Codes, definitions, number of times code was applied, and illustrative participant responses regarding CGT‐related challenges.

Code Definition Frequency Exemplar quotation(s)
Adverse psychosocial event Cases where CGT led to an adverse psychosocial event that could have been ameliorated by pre‐test genetic counseling (e.g., extreme distress or anxiety) 13

“Adverse psychosocial event: A patient was taken by surprise and distressed when she tested positive for a BRCA variant through DTC testing ([Company A]). She didn't really realize she was being tested for this. On the other hand, she would not otherwise have qualified for testing and may never have pursued it, so she had mixed feelings (including gratitude) about having found out this way.” (ID 52)
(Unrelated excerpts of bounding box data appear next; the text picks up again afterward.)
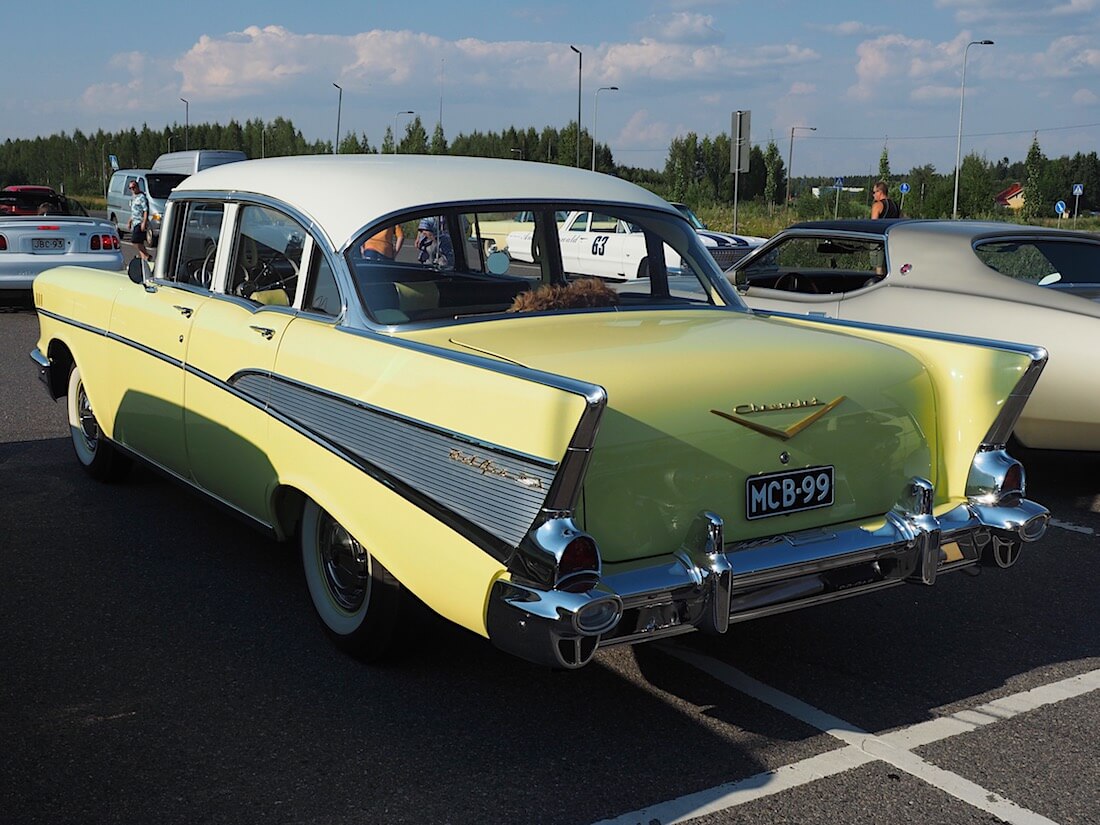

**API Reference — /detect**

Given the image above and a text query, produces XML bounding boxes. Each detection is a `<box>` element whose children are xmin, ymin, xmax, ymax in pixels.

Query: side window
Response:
<box><xmin>303</xmin><ymin>251</ymin><xmax>341</xmax><ymax>317</ymax></box>
<box><xmin>162</xmin><ymin>200</ymin><xmax>226</xmax><ymax>289</ymax></box>
<box><xmin>226</xmin><ymin>206</ymin><xmax>306</xmax><ymax>307</ymax></box>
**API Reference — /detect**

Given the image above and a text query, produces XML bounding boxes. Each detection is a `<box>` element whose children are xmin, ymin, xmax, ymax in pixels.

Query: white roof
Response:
<box><xmin>174</xmin><ymin>154</ymin><xmax>674</xmax><ymax>249</ymax></box>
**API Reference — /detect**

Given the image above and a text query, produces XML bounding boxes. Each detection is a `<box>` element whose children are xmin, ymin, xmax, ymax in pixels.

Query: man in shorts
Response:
<box><xmin>127</xmin><ymin>180</ymin><xmax>152</xmax><ymax>261</ymax></box>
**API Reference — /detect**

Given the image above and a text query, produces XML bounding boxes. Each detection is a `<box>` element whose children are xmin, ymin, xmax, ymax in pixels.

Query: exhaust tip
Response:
<box><xmin>1018</xmin><ymin>513</ymin><xmax>1051</xmax><ymax>541</ymax></box>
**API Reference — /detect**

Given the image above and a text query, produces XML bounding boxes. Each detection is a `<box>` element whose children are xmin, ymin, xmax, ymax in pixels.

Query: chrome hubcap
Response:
<box><xmin>76</xmin><ymin>384</ymin><xmax>99</xmax><ymax>452</ymax></box>
<box><xmin>317</xmin><ymin>513</ymin><xmax>371</xmax><ymax>613</ymax></box>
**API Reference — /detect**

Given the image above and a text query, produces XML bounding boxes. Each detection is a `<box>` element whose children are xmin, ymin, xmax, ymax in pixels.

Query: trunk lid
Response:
<box><xmin>409</xmin><ymin>311</ymin><xmax>936</xmax><ymax>561</ymax></box>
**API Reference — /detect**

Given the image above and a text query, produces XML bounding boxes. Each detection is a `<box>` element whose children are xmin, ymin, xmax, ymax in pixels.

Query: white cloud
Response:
<box><xmin>848</xmin><ymin>32</ymin><xmax>1007</xmax><ymax>101</ymax></box>
<box><xmin>634</xmin><ymin>11</ymin><xmax>725</xmax><ymax>45</ymax></box>
<box><xmin>615</xmin><ymin>109</ymin><xmax>675</xmax><ymax>149</ymax></box>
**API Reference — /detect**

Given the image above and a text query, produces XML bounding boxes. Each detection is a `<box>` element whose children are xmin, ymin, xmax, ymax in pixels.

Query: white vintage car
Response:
<box><xmin>507</xmin><ymin>207</ymin><xmax>762</xmax><ymax>281</ymax></box>
<box><xmin>728</xmin><ymin>220</ymin><xmax>1100</xmax><ymax>450</ymax></box>
<box><xmin>32</xmin><ymin>155</ymin><xmax>1048</xmax><ymax>668</ymax></box>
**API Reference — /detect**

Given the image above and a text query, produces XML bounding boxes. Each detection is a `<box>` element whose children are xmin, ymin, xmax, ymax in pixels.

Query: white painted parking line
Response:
<box><xmin>600</xmin><ymin>646</ymin><xmax>1100</xmax><ymax>825</ymax></box>
<box><xmin>1049</xmin><ymin>518</ymin><xmax>1097</xmax><ymax>536</ymax></box>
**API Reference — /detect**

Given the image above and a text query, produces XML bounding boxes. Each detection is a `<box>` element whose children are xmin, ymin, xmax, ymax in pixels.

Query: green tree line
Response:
<box><xmin>0</xmin><ymin>117</ymin><xmax>1100</xmax><ymax>220</ymax></box>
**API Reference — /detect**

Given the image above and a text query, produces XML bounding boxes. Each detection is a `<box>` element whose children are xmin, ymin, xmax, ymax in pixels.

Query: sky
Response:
<box><xmin>0</xmin><ymin>0</ymin><xmax>1100</xmax><ymax>177</ymax></box>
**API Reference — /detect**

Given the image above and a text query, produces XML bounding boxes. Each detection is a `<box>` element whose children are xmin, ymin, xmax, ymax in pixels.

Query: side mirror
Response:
<box><xmin>127</xmin><ymin>257</ymin><xmax>149</xmax><ymax>284</ymax></box>
<box><xmin>485</xmin><ymin>250</ymin><xmax>512</xmax><ymax>275</ymax></box>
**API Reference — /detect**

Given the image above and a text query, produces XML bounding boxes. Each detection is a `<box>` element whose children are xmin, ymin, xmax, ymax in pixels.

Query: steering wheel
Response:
<box><xmin>235</xmin><ymin>252</ymin><xmax>298</xmax><ymax>298</ymax></box>
<box><xmin>771</xmin><ymin>272</ymin><xmax>818</xmax><ymax>295</ymax></box>
<box><xmin>195</xmin><ymin>243</ymin><xmax>218</xmax><ymax>289</ymax></box>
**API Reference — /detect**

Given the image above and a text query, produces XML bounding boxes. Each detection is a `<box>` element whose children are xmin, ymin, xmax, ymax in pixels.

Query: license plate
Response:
<box><xmin>745</xmin><ymin>466</ymin><xmax>833</xmax><ymax>520</ymax></box>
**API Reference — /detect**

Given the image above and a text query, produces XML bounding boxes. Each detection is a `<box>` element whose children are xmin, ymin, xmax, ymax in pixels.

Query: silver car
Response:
<box><xmin>0</xmin><ymin>215</ymin><xmax>122</xmax><ymax>294</ymax></box>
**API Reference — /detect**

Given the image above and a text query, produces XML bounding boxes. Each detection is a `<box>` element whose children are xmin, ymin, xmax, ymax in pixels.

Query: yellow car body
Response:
<box><xmin>33</xmin><ymin>157</ymin><xmax>1047</xmax><ymax>668</ymax></box>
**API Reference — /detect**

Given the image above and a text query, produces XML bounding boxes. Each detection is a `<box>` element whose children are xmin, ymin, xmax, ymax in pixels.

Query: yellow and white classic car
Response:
<box><xmin>32</xmin><ymin>155</ymin><xmax>1048</xmax><ymax>668</ymax></box>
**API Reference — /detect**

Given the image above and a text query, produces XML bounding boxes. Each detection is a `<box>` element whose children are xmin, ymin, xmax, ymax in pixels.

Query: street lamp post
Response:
<box><xmin>592</xmin><ymin>86</ymin><xmax>618</xmax><ymax>172</ymax></box>
<box><xmin>332</xmin><ymin>83</ymin><xmax>343</xmax><ymax>155</ymax></box>
<box><xmin>570</xmin><ymin>46</ymin><xmax>584</xmax><ymax>168</ymax></box>
<box><xmin>394</xmin><ymin>109</ymin><xmax>416</xmax><ymax>155</ymax></box>
<box><xmin>179</xmin><ymin>98</ymin><xmax>191</xmax><ymax>149</ymax></box>
<box><xmin>783</xmin><ymin>127</ymin><xmax>817</xmax><ymax>209</ymax></box>
<box><xmin>952</xmin><ymin>40</ymin><xmax>993</xmax><ymax>220</ymax></box>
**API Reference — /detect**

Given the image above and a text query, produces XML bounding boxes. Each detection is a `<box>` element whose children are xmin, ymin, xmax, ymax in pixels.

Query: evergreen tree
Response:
<box><xmin>428</xmin><ymin>122</ymin><xmax>448</xmax><ymax>155</ymax></box>
<box><xmin>763</xmin><ymin>139</ymin><xmax>785</xmax><ymax>212</ymax></box>
<box><xmin>1021</xmin><ymin>132</ymin><xmax>1046</xmax><ymax>223</ymax></box>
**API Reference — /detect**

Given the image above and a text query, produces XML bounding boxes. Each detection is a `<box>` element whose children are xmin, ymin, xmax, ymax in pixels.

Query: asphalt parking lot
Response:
<box><xmin>0</xmin><ymin>292</ymin><xmax>1100</xmax><ymax>825</ymax></box>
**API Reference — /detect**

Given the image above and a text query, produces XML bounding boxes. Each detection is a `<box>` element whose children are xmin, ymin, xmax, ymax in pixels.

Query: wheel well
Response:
<box><xmin>46</xmin><ymin>341</ymin><xmax>74</xmax><ymax>399</ymax></box>
<box><xmin>274</xmin><ymin>485</ymin><xmax>308</xmax><ymax>541</ymax></box>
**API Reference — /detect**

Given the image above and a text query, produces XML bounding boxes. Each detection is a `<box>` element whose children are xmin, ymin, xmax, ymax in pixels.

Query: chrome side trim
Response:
<box><xmin>230</xmin><ymin>372</ymin><xmax>556</xmax><ymax>547</ymax></box>
<box><xmin>338</xmin><ymin>327</ymin><xmax>607</xmax><ymax>518</ymax></box>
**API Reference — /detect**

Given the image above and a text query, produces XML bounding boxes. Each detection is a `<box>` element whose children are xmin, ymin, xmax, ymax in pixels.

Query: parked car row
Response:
<box><xmin>728</xmin><ymin>220</ymin><xmax>1100</xmax><ymax>450</ymax></box>
<box><xmin>506</xmin><ymin>205</ymin><xmax>763</xmax><ymax>281</ymax></box>
<box><xmin>32</xmin><ymin>155</ymin><xmax>1048</xmax><ymax>669</ymax></box>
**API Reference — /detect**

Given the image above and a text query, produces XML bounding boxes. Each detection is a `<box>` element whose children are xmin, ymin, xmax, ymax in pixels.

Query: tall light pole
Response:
<box><xmin>592</xmin><ymin>86</ymin><xmax>618</xmax><ymax>172</ymax></box>
<box><xmin>179</xmin><ymin>98</ymin><xmax>191</xmax><ymax>149</ymax></box>
<box><xmin>570</xmin><ymin>46</ymin><xmax>584</xmax><ymax>168</ymax></box>
<box><xmin>783</xmin><ymin>127</ymin><xmax>817</xmax><ymax>209</ymax></box>
<box><xmin>394</xmin><ymin>109</ymin><xmax>416</xmax><ymax>155</ymax></box>
<box><xmin>332</xmin><ymin>83</ymin><xmax>343</xmax><ymax>155</ymax></box>
<box><xmin>952</xmin><ymin>40</ymin><xmax>993</xmax><ymax>220</ymax></box>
“I've had patients come in with a TP53 VUS that they thought was pathogenic. They were hysterical after surfing the internet. Others didn't understand test results.” (ID 132)
Issues with third party raw data interpretation Patient's derived result from CGT was run through a third‐party interpretation service (e.g., for raw data interpretation) and produced a result that could not be confirmed in a reference laboratory 13

“One of my patients had DTC testing completed that showed no pathogenic variants. But this patient entered data into a 3rd party site, and was overwhelmed by how many pathogenic variants it said they had. I reviewed the reference numbers (rs######) by looking those up in ClinVar and dbSNP to see if I could gather any more information on if these were commonly miscalled by DTC labs. The patient did a comprehensive cancer genetic testing with me through a CAP/CLIA lab, and their results were negative. When I disclosed their results, I do not know if she believed me because she had worked herself up so much over the 3rd party site report.” (ID 23)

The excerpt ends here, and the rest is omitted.